May 15, 2016 Pastor’s Corner

Every four years, The United Methodist Church convenes a ‘General Conference.’ Currrently, 864 delegates —half of them clergy and half laity — are gathered in Portland, Oregon, for General Conference 2016. The clergy delegate for our Yellowstone Conference is our associate pastor, Tyler Amundson.  The delegates are considering more than 1000 petitions that will order the work of our churches, pastors, and agencies, and set official positions on a variety of subjects.
 

Some highlights from previous General Conferences

Through the years, during General Conferences, Methodists have made decisions about the life of the church, and social issues. Sometimes we have been a leading voice. Other times we have been a bit slower in our decision-making.
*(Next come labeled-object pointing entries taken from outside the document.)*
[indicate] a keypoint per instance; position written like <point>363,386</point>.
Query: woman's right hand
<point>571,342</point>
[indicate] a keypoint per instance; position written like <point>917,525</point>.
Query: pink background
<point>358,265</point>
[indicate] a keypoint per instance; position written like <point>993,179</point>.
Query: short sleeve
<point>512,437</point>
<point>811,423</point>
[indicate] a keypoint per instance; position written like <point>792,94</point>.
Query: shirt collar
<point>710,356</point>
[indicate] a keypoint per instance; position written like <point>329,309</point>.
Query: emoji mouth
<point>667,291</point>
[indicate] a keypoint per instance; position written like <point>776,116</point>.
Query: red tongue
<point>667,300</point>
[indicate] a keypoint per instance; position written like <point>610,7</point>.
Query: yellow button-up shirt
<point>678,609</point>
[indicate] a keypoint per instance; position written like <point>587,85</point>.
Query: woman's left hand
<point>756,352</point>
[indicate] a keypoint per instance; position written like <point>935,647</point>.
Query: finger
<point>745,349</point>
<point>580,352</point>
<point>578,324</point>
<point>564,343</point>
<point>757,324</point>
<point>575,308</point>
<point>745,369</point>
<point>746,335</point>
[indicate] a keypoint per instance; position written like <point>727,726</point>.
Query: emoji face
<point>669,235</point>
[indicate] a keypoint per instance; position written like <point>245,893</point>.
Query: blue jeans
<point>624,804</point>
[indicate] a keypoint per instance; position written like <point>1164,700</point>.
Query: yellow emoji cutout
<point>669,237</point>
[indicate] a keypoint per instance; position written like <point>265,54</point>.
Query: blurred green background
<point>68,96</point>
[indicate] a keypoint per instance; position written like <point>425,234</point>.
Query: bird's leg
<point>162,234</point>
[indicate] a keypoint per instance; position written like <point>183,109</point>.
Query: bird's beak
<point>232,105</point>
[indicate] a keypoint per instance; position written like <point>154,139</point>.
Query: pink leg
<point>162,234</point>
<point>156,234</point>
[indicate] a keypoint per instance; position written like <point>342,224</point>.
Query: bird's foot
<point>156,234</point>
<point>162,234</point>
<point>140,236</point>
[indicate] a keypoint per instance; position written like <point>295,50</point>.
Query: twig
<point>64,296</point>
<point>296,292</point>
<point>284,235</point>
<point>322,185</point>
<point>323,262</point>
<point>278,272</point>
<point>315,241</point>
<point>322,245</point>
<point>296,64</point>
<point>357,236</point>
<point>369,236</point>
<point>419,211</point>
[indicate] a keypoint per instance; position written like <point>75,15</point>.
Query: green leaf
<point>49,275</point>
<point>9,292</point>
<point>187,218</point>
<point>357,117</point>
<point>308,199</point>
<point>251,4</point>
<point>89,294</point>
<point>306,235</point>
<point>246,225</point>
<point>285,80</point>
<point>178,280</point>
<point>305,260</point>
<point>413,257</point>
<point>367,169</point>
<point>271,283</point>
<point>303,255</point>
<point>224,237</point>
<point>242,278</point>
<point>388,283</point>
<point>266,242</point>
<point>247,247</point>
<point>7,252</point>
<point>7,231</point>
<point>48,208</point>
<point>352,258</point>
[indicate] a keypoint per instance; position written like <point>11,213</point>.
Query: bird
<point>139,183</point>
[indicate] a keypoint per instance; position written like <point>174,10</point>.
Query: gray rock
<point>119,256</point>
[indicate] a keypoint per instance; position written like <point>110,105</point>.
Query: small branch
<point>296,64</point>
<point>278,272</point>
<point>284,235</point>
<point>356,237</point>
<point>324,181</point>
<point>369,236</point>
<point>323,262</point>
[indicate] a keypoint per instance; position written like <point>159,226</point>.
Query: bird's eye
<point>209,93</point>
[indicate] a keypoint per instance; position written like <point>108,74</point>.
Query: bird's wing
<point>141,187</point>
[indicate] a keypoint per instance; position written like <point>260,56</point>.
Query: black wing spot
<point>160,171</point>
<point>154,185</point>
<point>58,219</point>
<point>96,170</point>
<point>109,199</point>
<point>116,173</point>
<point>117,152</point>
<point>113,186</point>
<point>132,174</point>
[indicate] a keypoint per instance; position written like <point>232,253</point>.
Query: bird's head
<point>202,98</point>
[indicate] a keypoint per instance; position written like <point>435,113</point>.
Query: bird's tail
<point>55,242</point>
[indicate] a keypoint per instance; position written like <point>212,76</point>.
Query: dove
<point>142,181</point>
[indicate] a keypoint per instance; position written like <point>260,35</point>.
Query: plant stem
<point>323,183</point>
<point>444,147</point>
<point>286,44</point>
            Abolishment of slavery: Slavery was a social topic discussed by The Methodist Episcopal Church almost from the very beginning. Many saw the evil of slavery, and a Committee on Slavery reported to General Conference through the early 19th century. At General Conference of 1800, The Methodist Episcopal Church issued a pastoral letter on abolishing slavery, and passed legislation further reinforcing their rules that no Methodist preacher should be a slaveholder or slave trader. Slavery wouldn’t be abolished in the United States until 1865.

            Women clergy: Though the church had appointed women as class leaders from the time of John Wesley, and ordained women as early as 1866, it wasn’t until General Conference of 1956 that women received full clergy rights in The Methodist Church. This year’s General Conference will recognize the 60th anniversary of that decision.

            Education: In the early 1980s, several United Methodist bishops from Africa dreamed of a university that would educate young people from all over Africa. Working with the General Board of Higher Education and Ministry, they brought the idea before the 1988 General Conference where it was overwhelmingly accepted, and Africa University  (AU) was established. AU, the first private university in Zimbabwe, has graduated more than 4,000 students.

            Global health: The 2008 General Conference showed the commitment of The United Methodist Church to global health with the establishment of Imagine No Malaria. This was part of an international effort to eradicate Malaria. Nearly $75 million have been raised and used to purchase mosquito nets, fund health facilities, train medical providers, and so much more.

            The week to come is when most of the major decisions of General Conference will be made.  You can follow GC activities through the UMC website (www.umc.org/topics/general-conference-2016) or get a more personal view through Pastor Tyler’s blog (easy access through our website at www.stpaulshelena.org)

Please keep Tyler and the other delegates in your prayers!